Desde minha fuga, era calando minha revolta (tinha contundência o meu silêncio! tinha textura a minha raiva!) que eu, a cada passo, me distanciava lá da fazenda, e se acaso distraído eu perguntasse “para onde estamos indo?” – não importava que eu, erguendo os olhos, alcançasse paisagens muito novas, quem sabe menos ásperas, não importava que eu, caminhando, me conduzisse para regiões cada vez mais afastadas, pois haveria de ouvir claramente de meus anseios um juízo rígido, era um cascalho, um osso rigoroso, desprovido de qualquer dúvida: “estamos indo sempre para casa”.
NASSAR, Raduan. Lavoura arcaica. 3a ed. São Paulo: Companhia das Letras, 1989. pp.35/36.
Considere as seguintes afirmativas sobre a narrativa de Raduan Nassar, publicada pela primeira vez em 1975:
- Em Lavoura arcaica, não há marcação temporal do narrado e a narração não segue uma cronologia linear. Mesmo assim, o tempo é uma das questões centrais na tensão entre pai e filho, entre a pregação da contenção, da paciência e da obediência ao curso natural e soberano do tempo pelo patriarca e a reivindicação do direito à impaciência e à urgência pelo jovem filho.

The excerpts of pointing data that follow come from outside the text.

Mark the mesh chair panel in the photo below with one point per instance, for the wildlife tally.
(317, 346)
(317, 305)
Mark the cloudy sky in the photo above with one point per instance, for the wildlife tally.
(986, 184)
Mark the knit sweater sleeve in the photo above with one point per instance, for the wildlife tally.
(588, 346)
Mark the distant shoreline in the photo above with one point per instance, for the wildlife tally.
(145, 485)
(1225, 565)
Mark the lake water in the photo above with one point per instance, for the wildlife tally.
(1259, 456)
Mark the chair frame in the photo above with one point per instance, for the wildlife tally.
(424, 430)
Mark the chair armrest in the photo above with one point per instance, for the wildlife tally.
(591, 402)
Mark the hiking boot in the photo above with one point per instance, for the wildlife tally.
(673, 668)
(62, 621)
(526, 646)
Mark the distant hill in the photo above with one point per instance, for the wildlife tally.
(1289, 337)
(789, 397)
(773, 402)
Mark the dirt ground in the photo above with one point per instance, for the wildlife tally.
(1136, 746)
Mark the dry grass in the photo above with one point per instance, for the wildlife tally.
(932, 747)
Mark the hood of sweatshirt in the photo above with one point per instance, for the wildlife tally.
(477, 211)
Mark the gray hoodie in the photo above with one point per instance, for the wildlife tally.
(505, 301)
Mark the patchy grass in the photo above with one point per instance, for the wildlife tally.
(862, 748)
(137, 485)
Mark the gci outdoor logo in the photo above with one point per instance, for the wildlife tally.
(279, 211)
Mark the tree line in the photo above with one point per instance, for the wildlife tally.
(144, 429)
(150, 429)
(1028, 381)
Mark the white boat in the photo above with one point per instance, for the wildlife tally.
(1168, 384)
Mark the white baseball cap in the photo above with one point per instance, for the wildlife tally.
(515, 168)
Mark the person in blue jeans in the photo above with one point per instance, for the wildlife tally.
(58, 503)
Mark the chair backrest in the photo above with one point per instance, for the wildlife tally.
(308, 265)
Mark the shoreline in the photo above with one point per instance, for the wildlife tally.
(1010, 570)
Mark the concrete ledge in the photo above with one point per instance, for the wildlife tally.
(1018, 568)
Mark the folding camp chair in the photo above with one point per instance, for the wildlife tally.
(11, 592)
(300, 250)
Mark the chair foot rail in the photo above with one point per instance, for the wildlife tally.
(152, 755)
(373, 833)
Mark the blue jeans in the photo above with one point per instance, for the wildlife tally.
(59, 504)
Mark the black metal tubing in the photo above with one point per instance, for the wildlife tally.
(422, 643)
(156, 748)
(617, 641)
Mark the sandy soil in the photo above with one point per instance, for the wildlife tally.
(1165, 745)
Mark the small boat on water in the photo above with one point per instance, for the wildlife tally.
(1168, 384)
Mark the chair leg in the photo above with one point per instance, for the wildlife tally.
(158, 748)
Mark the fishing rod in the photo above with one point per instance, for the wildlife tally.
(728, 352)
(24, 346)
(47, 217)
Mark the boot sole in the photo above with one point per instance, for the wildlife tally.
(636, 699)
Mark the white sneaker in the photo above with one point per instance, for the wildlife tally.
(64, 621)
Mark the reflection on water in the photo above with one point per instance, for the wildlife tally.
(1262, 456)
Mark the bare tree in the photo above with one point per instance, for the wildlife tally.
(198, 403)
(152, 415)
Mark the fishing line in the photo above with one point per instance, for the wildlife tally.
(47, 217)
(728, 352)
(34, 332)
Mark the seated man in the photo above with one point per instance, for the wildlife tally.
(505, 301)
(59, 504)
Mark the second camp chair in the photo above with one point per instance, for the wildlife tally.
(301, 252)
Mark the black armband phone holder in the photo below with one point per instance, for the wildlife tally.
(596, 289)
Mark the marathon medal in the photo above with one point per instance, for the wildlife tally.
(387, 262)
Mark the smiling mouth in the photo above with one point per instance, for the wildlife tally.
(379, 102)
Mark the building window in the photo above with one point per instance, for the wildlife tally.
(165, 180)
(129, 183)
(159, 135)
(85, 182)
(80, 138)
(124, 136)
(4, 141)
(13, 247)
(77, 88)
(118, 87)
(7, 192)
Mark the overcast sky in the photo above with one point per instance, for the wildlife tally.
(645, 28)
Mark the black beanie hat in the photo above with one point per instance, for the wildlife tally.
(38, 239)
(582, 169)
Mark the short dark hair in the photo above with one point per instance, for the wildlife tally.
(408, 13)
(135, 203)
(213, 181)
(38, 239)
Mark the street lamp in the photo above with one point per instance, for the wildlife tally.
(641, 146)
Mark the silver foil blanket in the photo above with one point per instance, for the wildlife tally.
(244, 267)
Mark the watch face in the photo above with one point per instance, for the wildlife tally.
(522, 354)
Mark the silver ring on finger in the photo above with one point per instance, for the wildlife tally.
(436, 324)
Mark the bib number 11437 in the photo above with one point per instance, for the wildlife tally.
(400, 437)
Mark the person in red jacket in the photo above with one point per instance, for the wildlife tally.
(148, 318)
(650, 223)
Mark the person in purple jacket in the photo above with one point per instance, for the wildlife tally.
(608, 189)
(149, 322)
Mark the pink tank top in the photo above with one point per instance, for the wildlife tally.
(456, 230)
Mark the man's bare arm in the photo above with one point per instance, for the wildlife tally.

- As duas epígrafes – “Que culpa temos nós dessa planta da infância, de sua sedução, de seu viço e constância?”; “Vos são interditadas: vossas mães, vossas filhas, vossas irmãs,...” – estabelecem uma relação com as duas linhagens da família: de um lado, o excesso de afeto materno; de outro, a imposição da ordem paterna.
- A relação incestuosa com a irmã Ana e a tentativa de levá-la consigo no abandono da casa paterna representam a rejeição de todos os laços familiares por parte de André e o desejo, sempre presente, de se distanciar da repressão paterna e abandonar a lavoura arcaica em busca do diferente na cidade moderna.
- Estamos indo sempre para casa, mas o retorno é sempre diferente. A cena habitual da festa familiar da primeira parte reaparece no final, com mudança apenas do tempo verbal. Dessa vez, no entanto, o fecho é diferente e trágico: o pai, símbolo da razão e do equilíbrio, cede à paixão e à loucura ao matar a própria filha.
Assinale a alternativa correta.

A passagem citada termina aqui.